Hospital profit report ranks some North Texas centers high, some low; findings draw challenges

 
12:00 AM CDT on Thursday, September 2, 2010
By JASON ROBERSON / The Dallas Morning News
jroberson@dallasnews.com

North Texas is home to hospitals with the nation’s best and worst operating margins.

Medical Center Plano and Medical City Dallas Hospital, both owned by Nashville-based Hospital Corporation of America, have profit margins between 26 and 28 percent. They rank among the top 25 in the nation, according to an American Hospital Directory report that Forbes magazine published this week.

However, John Peter Smith Hospital in Fort Worth has the nation’s third-worst profit margin at minus 204 percent. Parkland Memorial Hospital in Dallas ranks 14th-worst with minus 74 percent. Both are county hospitals.

“A lot of this comes down to how they do the analysis,” said John Dragovits, executive vice president at Parkland.

After crunching the data from Forbes’ list, Dragovits realized that the hospital’s tax revenue – more than $400 million annually – had been omitted from the calculations.

A hospital’s operating margin is its income divided by revenue, expressed as a percentage. It’s an important measuring stick for ranking efficiency among competitors.

A higher operating margin tends to indicate a lower cost of running a hospital. It says the hospital can deliver health care to patients more cheaply than competitors can and make money.
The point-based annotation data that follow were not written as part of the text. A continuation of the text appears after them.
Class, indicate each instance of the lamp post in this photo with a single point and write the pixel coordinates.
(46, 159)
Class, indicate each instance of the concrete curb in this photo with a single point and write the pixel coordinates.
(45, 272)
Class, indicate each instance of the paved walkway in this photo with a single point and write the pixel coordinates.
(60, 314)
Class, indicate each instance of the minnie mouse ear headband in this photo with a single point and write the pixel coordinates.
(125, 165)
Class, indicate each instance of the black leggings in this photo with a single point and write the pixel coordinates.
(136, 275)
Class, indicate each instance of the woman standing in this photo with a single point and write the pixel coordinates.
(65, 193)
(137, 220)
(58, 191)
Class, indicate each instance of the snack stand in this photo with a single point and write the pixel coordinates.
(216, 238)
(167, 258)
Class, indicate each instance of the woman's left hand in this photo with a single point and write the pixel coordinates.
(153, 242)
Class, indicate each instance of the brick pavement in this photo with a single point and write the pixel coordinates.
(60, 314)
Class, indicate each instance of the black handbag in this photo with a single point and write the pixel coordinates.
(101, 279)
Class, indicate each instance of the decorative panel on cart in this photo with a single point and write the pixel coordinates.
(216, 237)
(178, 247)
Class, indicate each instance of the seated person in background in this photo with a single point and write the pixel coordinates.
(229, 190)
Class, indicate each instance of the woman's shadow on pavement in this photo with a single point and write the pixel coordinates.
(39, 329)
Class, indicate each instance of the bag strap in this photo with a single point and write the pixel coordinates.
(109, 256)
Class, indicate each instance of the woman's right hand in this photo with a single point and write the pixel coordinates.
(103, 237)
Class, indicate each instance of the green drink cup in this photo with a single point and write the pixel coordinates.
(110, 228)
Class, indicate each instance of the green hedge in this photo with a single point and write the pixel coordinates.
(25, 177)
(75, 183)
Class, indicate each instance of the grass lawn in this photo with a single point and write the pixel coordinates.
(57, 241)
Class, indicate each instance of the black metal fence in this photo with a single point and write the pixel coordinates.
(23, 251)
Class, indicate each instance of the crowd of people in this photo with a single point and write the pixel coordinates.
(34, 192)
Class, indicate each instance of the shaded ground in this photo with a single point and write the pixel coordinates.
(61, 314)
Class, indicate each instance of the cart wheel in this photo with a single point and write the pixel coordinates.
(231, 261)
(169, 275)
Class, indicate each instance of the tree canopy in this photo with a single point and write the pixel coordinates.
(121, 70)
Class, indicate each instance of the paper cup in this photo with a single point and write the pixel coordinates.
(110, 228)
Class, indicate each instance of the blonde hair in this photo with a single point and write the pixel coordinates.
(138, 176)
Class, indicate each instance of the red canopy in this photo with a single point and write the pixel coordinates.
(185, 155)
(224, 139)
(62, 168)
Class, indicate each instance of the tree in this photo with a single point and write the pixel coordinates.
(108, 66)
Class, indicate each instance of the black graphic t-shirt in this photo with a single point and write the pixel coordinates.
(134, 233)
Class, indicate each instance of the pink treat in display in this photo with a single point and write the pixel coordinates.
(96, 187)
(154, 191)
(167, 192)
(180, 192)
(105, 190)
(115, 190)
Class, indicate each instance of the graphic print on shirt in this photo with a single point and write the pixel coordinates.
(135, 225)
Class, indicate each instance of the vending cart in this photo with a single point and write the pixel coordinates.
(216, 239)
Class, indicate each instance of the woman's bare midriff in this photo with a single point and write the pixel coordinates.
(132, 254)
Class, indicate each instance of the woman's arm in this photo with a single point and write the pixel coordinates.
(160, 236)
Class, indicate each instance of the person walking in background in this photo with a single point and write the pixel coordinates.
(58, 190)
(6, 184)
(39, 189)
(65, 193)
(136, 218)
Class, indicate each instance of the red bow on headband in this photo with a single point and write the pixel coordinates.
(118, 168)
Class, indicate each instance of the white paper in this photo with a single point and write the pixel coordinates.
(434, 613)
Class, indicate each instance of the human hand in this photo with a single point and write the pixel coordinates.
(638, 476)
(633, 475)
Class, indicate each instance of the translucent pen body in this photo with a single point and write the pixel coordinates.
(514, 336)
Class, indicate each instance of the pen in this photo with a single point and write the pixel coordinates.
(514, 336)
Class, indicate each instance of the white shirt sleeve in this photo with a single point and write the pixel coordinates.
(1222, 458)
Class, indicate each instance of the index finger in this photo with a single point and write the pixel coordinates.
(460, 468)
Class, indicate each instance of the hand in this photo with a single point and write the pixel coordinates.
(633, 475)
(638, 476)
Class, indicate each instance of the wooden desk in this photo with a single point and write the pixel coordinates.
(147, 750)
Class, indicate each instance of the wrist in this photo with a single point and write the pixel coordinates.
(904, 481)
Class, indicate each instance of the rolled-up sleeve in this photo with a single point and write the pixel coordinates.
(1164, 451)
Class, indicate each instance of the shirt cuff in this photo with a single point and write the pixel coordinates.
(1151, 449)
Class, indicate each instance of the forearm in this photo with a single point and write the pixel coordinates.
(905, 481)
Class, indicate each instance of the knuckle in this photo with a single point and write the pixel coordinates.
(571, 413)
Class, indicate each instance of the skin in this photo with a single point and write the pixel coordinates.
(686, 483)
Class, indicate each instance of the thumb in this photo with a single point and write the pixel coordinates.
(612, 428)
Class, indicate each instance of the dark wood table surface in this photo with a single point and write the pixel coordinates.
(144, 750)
But in an era of rising health care costs and assigning blame, being recognized for high operating profit margin is not necessarily a compliment.

Some top-ranking hospitals took issue with the report.

“We’re not clear how the numbers were derived, but our margin is significantly lower than what is stated in Forbes,” said Mark Whitley, a senior vice president of the North Texas division for Hospital Corporation of America.

“We are proud that the Medical Center of Plano and Med City Dallas Hospital, as well as our other HCA North Texas hospitals, have strong clinical and administrative teams who run great hospitals.”

Flowers Hospital in Dothan, Ala., No. 1 on the list with an operating margin of 53 percent, is disputing its ranking, according to the Dothan Eagle. The hospital says that its revenue was misreported and that the actual operating margin is 12 percent.

Hospitals with stronger operating margins do not necessarily provide better care.

In a U.S. Department of Health and Human Services measurement of hospital death rates among heart-failure patients, hospitals with lower operating margins, such as Parkland and JPS, were in line with the national average, as were Medical City Dallas and Medical Center Plano, with higher margins.

Most of the hospitals with the worst operating margins are county hospitals in states with high percentages of uninsured residents. Texas, which leads the nation with a 25 percent uninsured rate, has six hospitals on the list.